窓には、たくさんのガラスが使用されています。開業当時、ガラスは大変な貴重品だったそうです。駅舎の前には庭園が整備されていました。手入れも行き届いていてきれいでした。山陰本線は、円山川に沿って敷設されています。そのため、洪水対策として水田から3m高く土を盛り上げて線路を敷設していったそうです。そのための土砂は、堀畑地区の2ヶ所からトロッコで運ばれたと伝えられています。

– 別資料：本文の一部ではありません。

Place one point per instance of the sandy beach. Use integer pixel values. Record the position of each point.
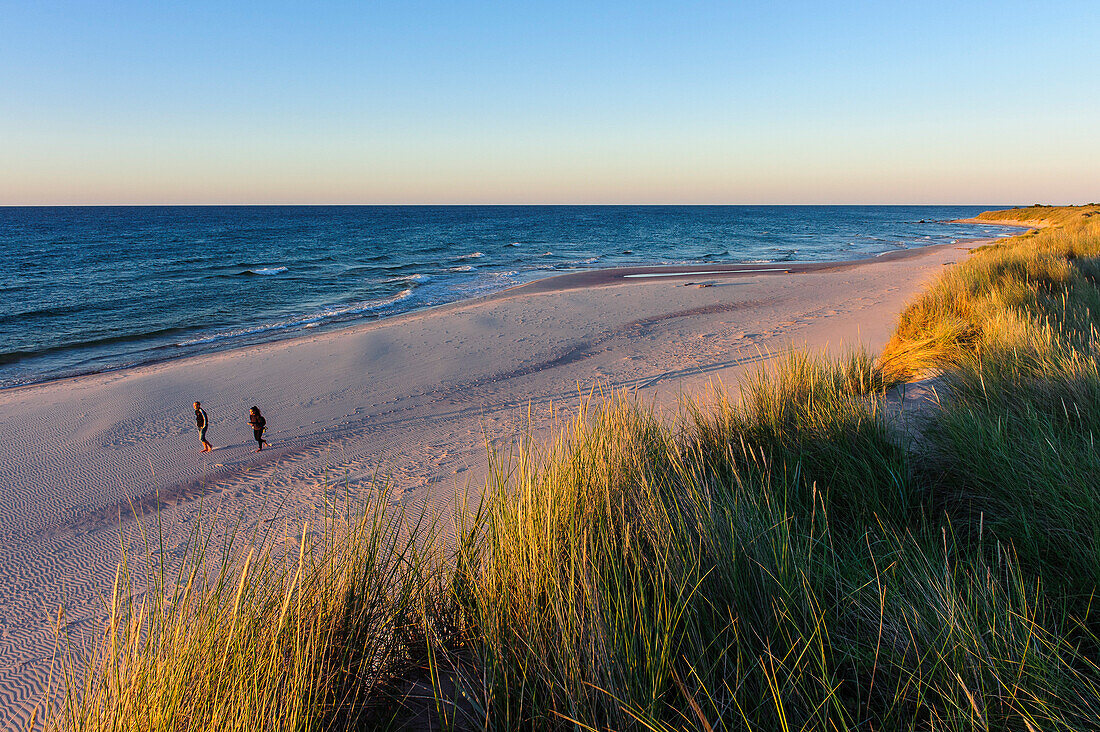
(410, 397)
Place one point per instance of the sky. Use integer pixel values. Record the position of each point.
(549, 102)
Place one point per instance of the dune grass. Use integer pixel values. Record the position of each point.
(789, 560)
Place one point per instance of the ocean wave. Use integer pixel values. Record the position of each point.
(307, 321)
(410, 277)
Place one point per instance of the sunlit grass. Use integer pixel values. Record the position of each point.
(792, 559)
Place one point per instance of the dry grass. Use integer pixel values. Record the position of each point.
(790, 561)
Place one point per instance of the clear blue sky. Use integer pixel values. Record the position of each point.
(736, 102)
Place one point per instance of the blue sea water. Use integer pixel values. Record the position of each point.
(91, 288)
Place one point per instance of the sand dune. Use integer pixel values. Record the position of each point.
(413, 396)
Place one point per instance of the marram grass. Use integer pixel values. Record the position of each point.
(791, 560)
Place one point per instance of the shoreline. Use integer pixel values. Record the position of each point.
(414, 401)
(558, 282)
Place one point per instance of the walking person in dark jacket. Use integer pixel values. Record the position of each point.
(202, 422)
(259, 425)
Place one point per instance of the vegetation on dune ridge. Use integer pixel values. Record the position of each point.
(794, 560)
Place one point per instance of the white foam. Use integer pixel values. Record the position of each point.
(307, 321)
(680, 274)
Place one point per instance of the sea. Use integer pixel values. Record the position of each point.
(86, 290)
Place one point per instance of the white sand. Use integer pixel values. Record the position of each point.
(411, 395)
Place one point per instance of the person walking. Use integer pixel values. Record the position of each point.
(259, 425)
(202, 422)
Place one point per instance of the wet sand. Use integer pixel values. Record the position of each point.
(413, 399)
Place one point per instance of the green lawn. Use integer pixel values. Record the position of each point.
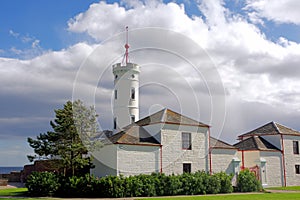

駅舎の外側にあった毛筆の駅名標です。長い歴史を感じます。

駅舎の瓦にあった文様です。どんないわれがあるのでしょうか。

駅舎に向かって左側(和田山側)にあった自転車駐輪場と駐車場です。養父駅はかつて貨物の取扱いが盛んでした。旧養父町の中心、養父市場では、但馬牛の牛市が開かれていました。「その牛市で買われた子牛が一度に貨車50台に積み込まれていた」ということです。また、「日曹鉱業株式会社は、加保鉱山の鉱石を運搬する専用貨物ホームを、昭和15(1940)年に建設した」そうです。鉱石の輸送では、山中鉱山、明延(あけのべ)鉱山、十二所鉱山なども養父駅から積み出していたそうです。また、地元産の木炭の出荷基地にもなっていたといわれています(養父市教育委員会「まちの文化財(46)養父駅開業100周年」)。隆盛を誇った貨物輸送も、モータリゼーションの発達により、昭和45(1970)年、廃止となりました。

駅前広場の先に、旧街道の面影が残る通りがありました。線路の敷設のとき、3mの盛り土をしたため「表側から見ると2階建てですが、裏側から見ると3階建てになっていますよ」と、駅のスタッフの方はおっしゃっていました。

家並みの裏側のようすです。右の石垣の上に旧街道や駅前広場があります。石垣の手前に1階部分がつくられていて3階建ての建物になっています。

駅から養父市場方面に向かって下り坂の旧街道を10分ほど歩いたあたりの山陰線です。3mの盛り土をしたことがよくわかります。
開業当時の面影が残るJR山陰線養父駅を訪ねてきました。
駅スタッフの方のお話しと養父市教育委員会が制作された「まちの文化財(46)養父駅開業100周年」が大変参考になりました。